第84話 柱最強の過去
名前変換
この小説の夢小説設定鬼滅の刃のIFストーリー(もちろん二次創作)
詳しくは設定、注意書きをお読みください。
ご利用の端末、あるいはブラウザ設定では夢小説機能をご利用になることができません。
古いスマートフォン端末や、一部ブラウザのプライベートブラウジング機能をご利用の際は、機能に制限が掛かることがございます。
「悲鳴嶼様」
「何だ?」
行冥の過去の話を聞き終えた霧香は立ち上がって彼の前に立った。
「私は当時の現場を知りません、なので不快に思われるかもしれませんが言わせてください。
もしかしたら子供たちはあなたを頼りにしなかったわけではないと思います」
「・・・・?」
「子供であるが故に恐ろしい目に遭えば逃げる、それは仰る通りかもしれません。でもこうは考えられませんか?
外に出ようとした子供たちはあなたが『目が視えない』から外にいる誰かに助けを求めに行ったのではないか―――・・・あなたや他の子供たちを助けたいから」
「・・・・」
「もちろん子供たちを庇うことやあなたの考えを否定するわけではありません。
でもあなたや八人の子供たちを代わりに食わせてやると鬼に約束した子供とあなたを本当に慕っていた子供たちは果たして同じだったのか・・・それが少し気になりました。
朝に駆けつける者たちがいてくれたのならば民家も少し先にあったのではないかと思って――・・・子供たちなりにあなたや他の子供たちを救いたいと思って動いたのではないかと思ったのです。
そして沙代という子も・・・錯乱した状態で駆けつけた者から問われたので『あの人が』と曖昧な言葉になってしまったのかとも思いました。

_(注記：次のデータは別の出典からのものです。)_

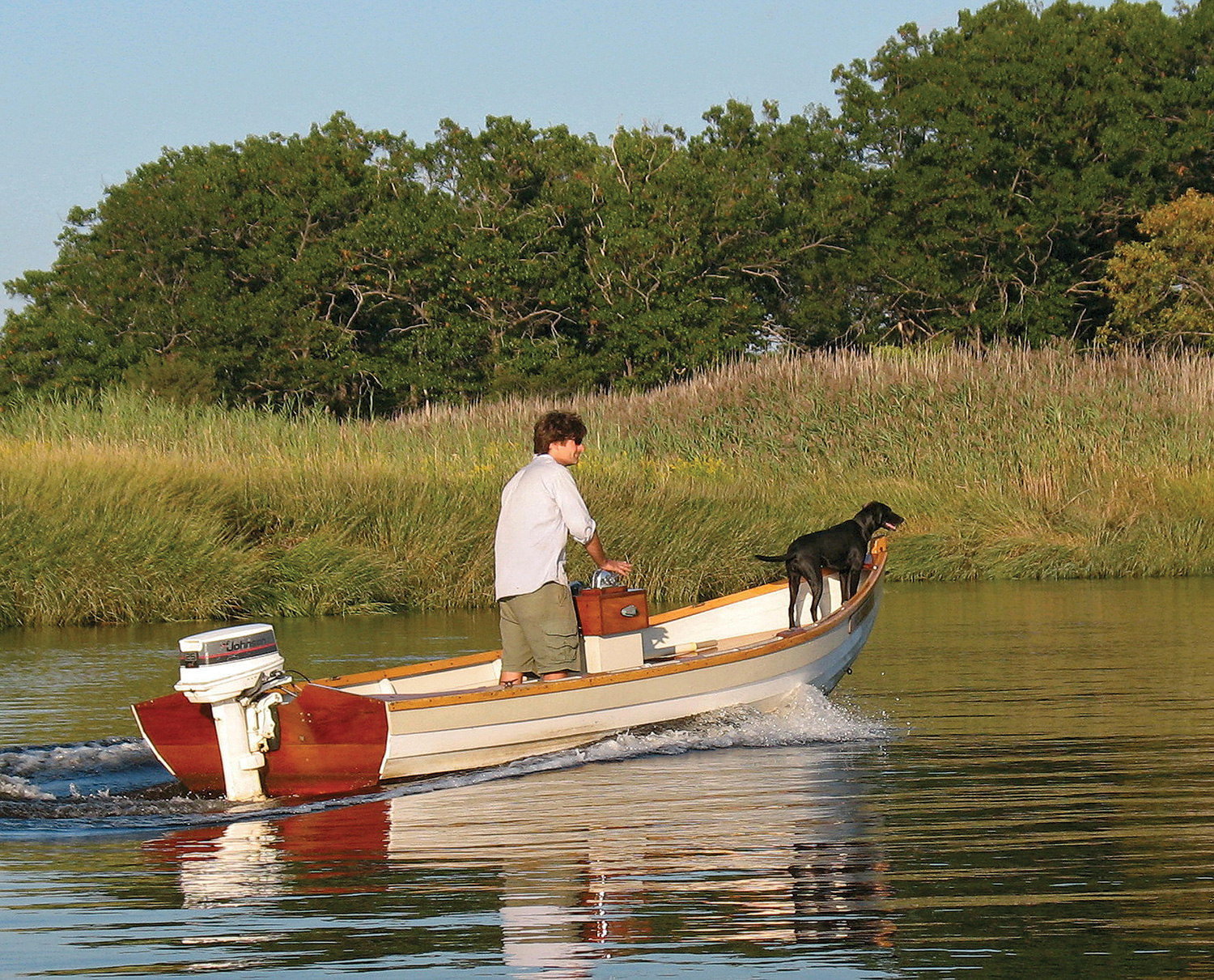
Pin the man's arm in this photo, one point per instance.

今、その子がどこにいてどう思っているのかはわかりませんが――・・・」
「・・・・・・」
「あなたは確かにその夜に多くのものを失い、傷ついた――・・・でも、もしかしたらあなたの思っているようなことを子供たちは思っていないかもしれません、ですからっ」
「もう良い」
行冥が霧香の頭に手を置いたことで話は打ち切られた。
「ありがとう・・・お前は優しい子だ。
私はこれまで大勢の人間を心の目で見てきた、簡単なことのようだがめげずにひたむきに進んできたお前の心は本物だと私は確信している。

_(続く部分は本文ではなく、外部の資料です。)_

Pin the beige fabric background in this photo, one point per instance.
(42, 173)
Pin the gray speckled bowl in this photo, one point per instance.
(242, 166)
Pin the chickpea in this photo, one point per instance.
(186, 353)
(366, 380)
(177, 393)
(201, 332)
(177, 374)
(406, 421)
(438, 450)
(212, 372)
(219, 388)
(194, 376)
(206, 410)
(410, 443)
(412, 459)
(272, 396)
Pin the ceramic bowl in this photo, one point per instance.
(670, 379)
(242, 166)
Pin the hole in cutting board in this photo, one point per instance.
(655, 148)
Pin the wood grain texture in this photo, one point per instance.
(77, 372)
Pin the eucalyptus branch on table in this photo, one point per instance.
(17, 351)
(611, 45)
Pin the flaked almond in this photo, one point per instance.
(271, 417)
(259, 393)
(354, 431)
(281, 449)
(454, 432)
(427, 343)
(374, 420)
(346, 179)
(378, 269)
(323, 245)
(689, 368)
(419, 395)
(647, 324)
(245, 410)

真に強い心を持つ者だ、それはお前や華陽隊の他の二人も含めてほんの少ない者がもつもの・・・どんな状況下であってもそれが証明できるものは少ない。
未来に不安があるのは皆同じだ、道を違えぬようにこれからは私も手助けしよう・・・」
彼はそう言うとわしわしと霧香の頭を優しく撫でた。
「今日までよく頑張った、本当によく成し遂げた」
「・・・・・・っ」
その言葉に急に安心してしまった霧香、涙腺が緩み、涙が溢れてしまう。
すると彼女の両肩に重みを感じた、琴乃とアカリが手を添えてくれている。
「つっ・・・うあああ・・・ああああっ・・・・」
霧香は泣いた、二人に向き直って抱きついて思いきり泣いた。
おそらくこの先、鬼舞辻を倒し、戦いを終わらせるまで泣くことは許されないだろう。その分、今存分に泣くことにしたのだ。
過酷な最終決戦の開幕まであともう少しなのだから。